[Damen, Johannes Christiaan]
DAMEN (Johannes Christiaan), geb. 1750 vermoedelijk te 's Gravenhage, overl. aldaar 2 Sept. 1804. Zijn vader was Hendrik Damen, die voorafgaat, en zijne moeder Adriana Maria Heinrici. In 1770 deed hij zijn medische examens, gaf daarbij ‘sterke preuves van groote en veerdige bekwaamheid’ en verwierf zijn diploma's ‘met veel lof’. De stadsdoctoren en het chirurgijnsgilde te den Haag lieten hem toe als heel- en vroedmeester. 10 Nov. 1778 werd hij door de burgemeesters benoemd tot hoofdman van het chirurgijnsgilde, nadat de ‘confrers’ chirurgijnen hem met eenparigheid van stemmen op de nominatie gebracht hadden.

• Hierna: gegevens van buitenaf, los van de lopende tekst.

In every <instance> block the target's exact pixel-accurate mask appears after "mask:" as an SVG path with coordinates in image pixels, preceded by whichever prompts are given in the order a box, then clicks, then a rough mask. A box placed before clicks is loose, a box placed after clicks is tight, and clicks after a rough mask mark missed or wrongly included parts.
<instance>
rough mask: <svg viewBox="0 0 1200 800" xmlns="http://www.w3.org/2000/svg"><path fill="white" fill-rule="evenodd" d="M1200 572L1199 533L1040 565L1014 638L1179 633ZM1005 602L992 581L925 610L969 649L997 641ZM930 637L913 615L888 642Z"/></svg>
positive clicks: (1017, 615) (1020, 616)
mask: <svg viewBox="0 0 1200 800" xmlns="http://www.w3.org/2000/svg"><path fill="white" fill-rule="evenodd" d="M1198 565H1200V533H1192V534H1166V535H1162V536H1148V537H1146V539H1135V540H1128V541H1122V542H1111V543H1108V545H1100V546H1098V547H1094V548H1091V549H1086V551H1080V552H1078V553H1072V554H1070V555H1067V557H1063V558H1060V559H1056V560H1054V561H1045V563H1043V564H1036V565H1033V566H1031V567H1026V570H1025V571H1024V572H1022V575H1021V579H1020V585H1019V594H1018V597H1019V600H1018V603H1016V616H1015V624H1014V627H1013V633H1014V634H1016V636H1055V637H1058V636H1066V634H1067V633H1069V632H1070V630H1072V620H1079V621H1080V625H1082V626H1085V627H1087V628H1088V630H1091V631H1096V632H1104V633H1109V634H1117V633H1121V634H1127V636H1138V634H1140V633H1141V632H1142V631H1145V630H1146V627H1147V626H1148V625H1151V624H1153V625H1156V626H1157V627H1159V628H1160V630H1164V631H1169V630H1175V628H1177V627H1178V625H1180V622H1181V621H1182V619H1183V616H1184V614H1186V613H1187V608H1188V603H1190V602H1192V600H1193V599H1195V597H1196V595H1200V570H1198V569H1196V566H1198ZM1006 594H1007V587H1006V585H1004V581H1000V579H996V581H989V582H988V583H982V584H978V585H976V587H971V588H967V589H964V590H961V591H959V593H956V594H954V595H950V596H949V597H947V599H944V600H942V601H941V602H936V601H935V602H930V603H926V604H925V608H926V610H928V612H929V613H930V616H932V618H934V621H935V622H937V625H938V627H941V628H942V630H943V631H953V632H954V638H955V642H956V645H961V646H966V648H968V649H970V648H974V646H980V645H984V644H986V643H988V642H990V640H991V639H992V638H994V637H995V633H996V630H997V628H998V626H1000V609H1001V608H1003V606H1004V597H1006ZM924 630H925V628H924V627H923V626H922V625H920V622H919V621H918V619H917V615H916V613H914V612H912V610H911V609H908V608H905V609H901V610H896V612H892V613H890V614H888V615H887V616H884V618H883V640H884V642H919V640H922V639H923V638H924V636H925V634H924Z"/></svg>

Na den dood van zijn vader (Jan. 1782) nam hij diens plaats in als ‘'s lands chirurgijn’, d.w.z. heelmeester der justitie. Hij was bevriend met den hoogleeraar P. Camper en onderhield met hem een onafgebroken wetenschappelijken omgang. Johannes Christiaan D. was een bekwaam operateur, die o.m. met goed gevolg de symphysiotomie verrichtte (1783 en 85 bij dezelfde vrouw), weshalve schout en burgemeesteren van 's Gravenhage hem, bijwijze van dank-betuiging, een zilveren schenkbord met inscriptie aanboden. P. Camper gaf daarover uit: Verhaal van de ... doorsnede van de schaambeenderen, gedaan door J.C. Damen, 20 Oct. 1783, en 11 Aug. 1785 (in de Vaderl. Letteroef. VI, 2e st. (1784) 468-489 en Nieuwe Vad. Lett. I, 2e st. (1786) 366-374). 29 Jan. 1789 werd hij benoemd tot lector in de ontleed-, heel- en vroedkunde en daarmee bekleedde hij voor het eerst een leerstoel, die te 's Gravenhage vroeger nimmer bestaan had en waardoor toen in een behoefte werd voorzien; want er bestonden geen verloskundigen, maar alleen vroedvrouwen, die soms lezen noch schrijven konden. 23 April van dit jaar oreerde hij in de engelsche kerk; 1
Dec. ving hij zijn demonstratiën aan in het ‘collegium chirurgicum et theatrum anatomicum’; 6 Apr. 1791 nam hij voor het eerst examen af en wel van den candidaat Bernardus Johannes Schuuring. De regeering der Bataafsche Republiek vond het noodig om alle ambtenaren te renoveeren; echter konden de laatsten worden herplaatst, mits zij er om vroegen en den eed van trouw aflegden. Damen bleef in gebreke hieraan te voldoen. Toen gaf de municipaliteit van den Haag hem zijn ontslag als lector, en hij werd opgevolgd door genoemden B.J. Schuuring (Febr. 1798). Maar 14 Febr. 1803 werd hij herbenoemd tot lector en bleef dit tot zijn dood.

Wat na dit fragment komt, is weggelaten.